Now you are really going down a very slippery slope. My personal experience was in Roxbury/Mattapan if you must know. From people sleeping to overdosing in bus shelters. I saw dead bodies in the street in Egleston Square. So should the T build really nice shelters in Brookline and Newton because the people there are "different"? Seriously? Simply can't do that now can you?

To bring this back to the Greenline Extension, perhaps if the stations were "paywalled" (with turnstiles/faregates) the shelters could have been more user-friendly. I don't know if anything has changed but the last I heard the stations are going to be free access and that will bring the problems.
 
Now you are really going down a very slippery slope. My personal experience was in Roxbury/Mattapan if you must know. From people sleeping to overdosing in bus shelters. I saw dead bodies in the street in Egleston Square. So should the T build really nice shelters in Brookline and Newton because the people there are "different"? Seriously? Simply can't do that now can you?

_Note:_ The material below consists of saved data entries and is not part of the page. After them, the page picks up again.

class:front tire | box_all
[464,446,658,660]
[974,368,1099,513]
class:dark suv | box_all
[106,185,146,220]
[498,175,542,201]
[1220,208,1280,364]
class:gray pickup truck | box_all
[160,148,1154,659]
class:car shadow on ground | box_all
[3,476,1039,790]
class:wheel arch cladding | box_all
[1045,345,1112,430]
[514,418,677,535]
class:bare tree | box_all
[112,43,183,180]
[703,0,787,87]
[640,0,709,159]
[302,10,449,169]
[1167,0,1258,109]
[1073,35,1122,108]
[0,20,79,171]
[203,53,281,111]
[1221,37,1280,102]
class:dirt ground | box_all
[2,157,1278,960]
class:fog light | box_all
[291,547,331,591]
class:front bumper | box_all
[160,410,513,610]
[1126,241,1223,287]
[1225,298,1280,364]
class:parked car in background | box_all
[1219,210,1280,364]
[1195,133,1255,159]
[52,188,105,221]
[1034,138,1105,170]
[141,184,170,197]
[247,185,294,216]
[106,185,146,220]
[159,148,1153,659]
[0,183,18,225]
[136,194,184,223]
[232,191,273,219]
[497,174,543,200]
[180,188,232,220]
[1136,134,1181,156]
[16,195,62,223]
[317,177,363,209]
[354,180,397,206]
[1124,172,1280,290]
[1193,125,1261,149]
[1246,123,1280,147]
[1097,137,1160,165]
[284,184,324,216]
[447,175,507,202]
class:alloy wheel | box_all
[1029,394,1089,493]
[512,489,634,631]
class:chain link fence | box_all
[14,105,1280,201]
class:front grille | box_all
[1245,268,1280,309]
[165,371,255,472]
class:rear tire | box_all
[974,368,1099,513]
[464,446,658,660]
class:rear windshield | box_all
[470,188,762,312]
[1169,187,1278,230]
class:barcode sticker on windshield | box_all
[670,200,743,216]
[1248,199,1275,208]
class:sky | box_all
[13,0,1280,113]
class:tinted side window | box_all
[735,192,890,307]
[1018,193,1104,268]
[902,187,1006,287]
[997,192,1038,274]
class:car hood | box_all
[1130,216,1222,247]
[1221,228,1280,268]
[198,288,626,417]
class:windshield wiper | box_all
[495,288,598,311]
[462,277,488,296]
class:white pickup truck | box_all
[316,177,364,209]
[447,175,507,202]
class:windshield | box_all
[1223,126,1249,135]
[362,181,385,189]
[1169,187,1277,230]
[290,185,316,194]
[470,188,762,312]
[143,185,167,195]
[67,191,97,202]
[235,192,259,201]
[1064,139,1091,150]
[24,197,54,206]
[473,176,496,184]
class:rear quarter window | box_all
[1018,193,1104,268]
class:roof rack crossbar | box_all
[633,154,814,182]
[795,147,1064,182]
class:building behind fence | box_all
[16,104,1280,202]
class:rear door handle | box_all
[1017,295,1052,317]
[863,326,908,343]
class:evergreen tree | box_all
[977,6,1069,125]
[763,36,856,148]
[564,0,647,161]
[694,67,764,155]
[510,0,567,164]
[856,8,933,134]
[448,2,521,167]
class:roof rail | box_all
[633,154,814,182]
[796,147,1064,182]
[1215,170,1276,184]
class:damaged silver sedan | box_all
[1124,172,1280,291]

To bring this back to the Greenline Extension, perhaps if the stations were "paywalled" (with turnstiles/faregates) the shelters could have been more user-friendly. I don't know if anything has changed but the last I heard the stations are going to be free access and that will bring the problems.


....and, by the way, in Newton and Brookline, if you had the shelter shown in the Seoul pic plunked down there, there would also be plenty of people making that their home. Yes, even Newton and Brookline.

Let's just get good fully covered open air shelters without stupid open/inverted roofs.